Agitated MDC-T demonstrators were demanding the release of Madzore and other party activists who have now spent a full year languishing in remand prison.
“Free Solomon Madzore and others now. Police brutality and the raping of the justice system should stop now” read some of the fliers which were left strewn outside the court building.
Although it was not immediately clear if there were any arrests, eye witnesses said a police officer was injured during the clashes.
Meanwhile, the accused, in their defence outlines read in court during trial, claim they did not take part in the incident that led to the death of Mutedza.
The accused further claimed in their defence outlines that police’s determination to nail MDC-T activists residing in Harare’s Glen View suburb, where the murder occurred, allowed the real culprits to go scot free.
“Due to the state’s over-dedication to pinning the murder on the so-called MDC-T youths, a chance is being lost to carry out proper investigations. The police did not investigate the matter. They merely targeted those who hold positions in the MDC. The accused further claim the charges brought against them were “confusing, meaningless and repetitive”.
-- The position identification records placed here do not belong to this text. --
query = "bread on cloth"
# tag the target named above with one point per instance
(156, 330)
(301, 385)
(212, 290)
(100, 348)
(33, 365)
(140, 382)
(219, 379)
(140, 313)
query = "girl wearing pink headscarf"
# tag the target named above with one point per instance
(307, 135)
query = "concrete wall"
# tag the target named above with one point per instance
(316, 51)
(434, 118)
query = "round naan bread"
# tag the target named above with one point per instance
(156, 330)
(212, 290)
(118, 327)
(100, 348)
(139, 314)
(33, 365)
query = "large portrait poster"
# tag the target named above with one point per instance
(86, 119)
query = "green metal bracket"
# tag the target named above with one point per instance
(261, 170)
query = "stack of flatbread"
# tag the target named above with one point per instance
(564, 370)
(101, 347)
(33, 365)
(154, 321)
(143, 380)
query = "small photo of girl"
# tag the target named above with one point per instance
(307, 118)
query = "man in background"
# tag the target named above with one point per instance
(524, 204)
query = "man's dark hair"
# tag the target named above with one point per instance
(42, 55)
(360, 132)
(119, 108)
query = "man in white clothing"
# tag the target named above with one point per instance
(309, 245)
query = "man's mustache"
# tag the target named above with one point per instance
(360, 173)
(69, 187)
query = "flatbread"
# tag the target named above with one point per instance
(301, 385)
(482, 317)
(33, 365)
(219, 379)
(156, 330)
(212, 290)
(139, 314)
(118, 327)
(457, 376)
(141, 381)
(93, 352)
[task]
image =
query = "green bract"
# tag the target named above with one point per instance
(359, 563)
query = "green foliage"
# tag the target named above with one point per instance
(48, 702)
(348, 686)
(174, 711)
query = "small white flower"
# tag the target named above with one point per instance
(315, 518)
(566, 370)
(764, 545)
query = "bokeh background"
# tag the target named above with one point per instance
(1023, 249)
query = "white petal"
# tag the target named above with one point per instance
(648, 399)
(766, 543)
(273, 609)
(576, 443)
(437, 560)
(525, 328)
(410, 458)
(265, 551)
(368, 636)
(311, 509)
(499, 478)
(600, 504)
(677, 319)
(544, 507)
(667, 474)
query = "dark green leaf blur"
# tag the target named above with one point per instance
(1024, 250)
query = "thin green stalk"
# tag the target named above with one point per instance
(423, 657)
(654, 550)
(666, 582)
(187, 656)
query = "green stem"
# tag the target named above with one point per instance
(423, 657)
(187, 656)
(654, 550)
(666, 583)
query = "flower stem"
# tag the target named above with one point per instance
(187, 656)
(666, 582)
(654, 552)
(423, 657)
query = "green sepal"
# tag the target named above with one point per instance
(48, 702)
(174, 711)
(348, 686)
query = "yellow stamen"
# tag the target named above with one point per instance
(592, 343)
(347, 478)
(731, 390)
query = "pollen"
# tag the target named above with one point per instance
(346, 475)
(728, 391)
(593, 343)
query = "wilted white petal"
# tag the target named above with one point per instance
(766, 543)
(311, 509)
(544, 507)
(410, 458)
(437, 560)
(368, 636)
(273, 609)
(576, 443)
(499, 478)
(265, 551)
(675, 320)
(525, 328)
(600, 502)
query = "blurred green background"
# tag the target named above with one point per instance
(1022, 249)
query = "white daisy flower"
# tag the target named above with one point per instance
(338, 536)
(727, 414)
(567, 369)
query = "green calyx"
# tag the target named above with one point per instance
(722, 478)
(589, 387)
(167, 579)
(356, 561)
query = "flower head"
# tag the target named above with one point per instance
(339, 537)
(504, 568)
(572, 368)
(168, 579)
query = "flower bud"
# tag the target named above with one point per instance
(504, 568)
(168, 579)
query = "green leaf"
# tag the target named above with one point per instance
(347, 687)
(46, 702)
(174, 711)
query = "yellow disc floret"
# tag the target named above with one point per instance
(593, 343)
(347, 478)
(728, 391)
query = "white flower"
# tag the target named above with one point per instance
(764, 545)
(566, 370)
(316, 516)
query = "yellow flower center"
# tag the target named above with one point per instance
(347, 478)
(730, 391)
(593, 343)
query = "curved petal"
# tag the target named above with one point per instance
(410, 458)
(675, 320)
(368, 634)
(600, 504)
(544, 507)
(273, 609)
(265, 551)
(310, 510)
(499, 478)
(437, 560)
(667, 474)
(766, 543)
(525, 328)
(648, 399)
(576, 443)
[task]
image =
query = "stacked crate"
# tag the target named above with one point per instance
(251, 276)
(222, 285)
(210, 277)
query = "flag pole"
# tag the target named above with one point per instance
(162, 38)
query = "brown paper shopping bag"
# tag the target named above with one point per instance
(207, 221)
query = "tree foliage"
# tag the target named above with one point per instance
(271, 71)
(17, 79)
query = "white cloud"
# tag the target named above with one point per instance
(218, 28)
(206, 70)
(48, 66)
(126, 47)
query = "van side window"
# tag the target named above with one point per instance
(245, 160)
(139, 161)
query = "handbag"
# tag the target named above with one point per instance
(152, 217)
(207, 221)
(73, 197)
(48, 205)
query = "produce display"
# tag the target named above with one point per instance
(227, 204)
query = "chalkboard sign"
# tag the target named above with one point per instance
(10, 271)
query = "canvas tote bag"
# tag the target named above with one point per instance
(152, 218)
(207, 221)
The 29 are represented by six human rights lawyers led by Beatrice Mtetwa while Edmore Nyazamba is appearing for the state.
Twenty state witnesses, 15 of them serving police officers, the majority of whom admit in their statements they were not at the scene of the murder at the time, are expected to give evidence.
Five of the witnesses involve a pathologist and a medical doctor while three are civilians, among them Stephanie Manjoro, brother to one of the accused, Cynthia Manjoro.
The accused have alleged that they have been tortured by police to force them to confess.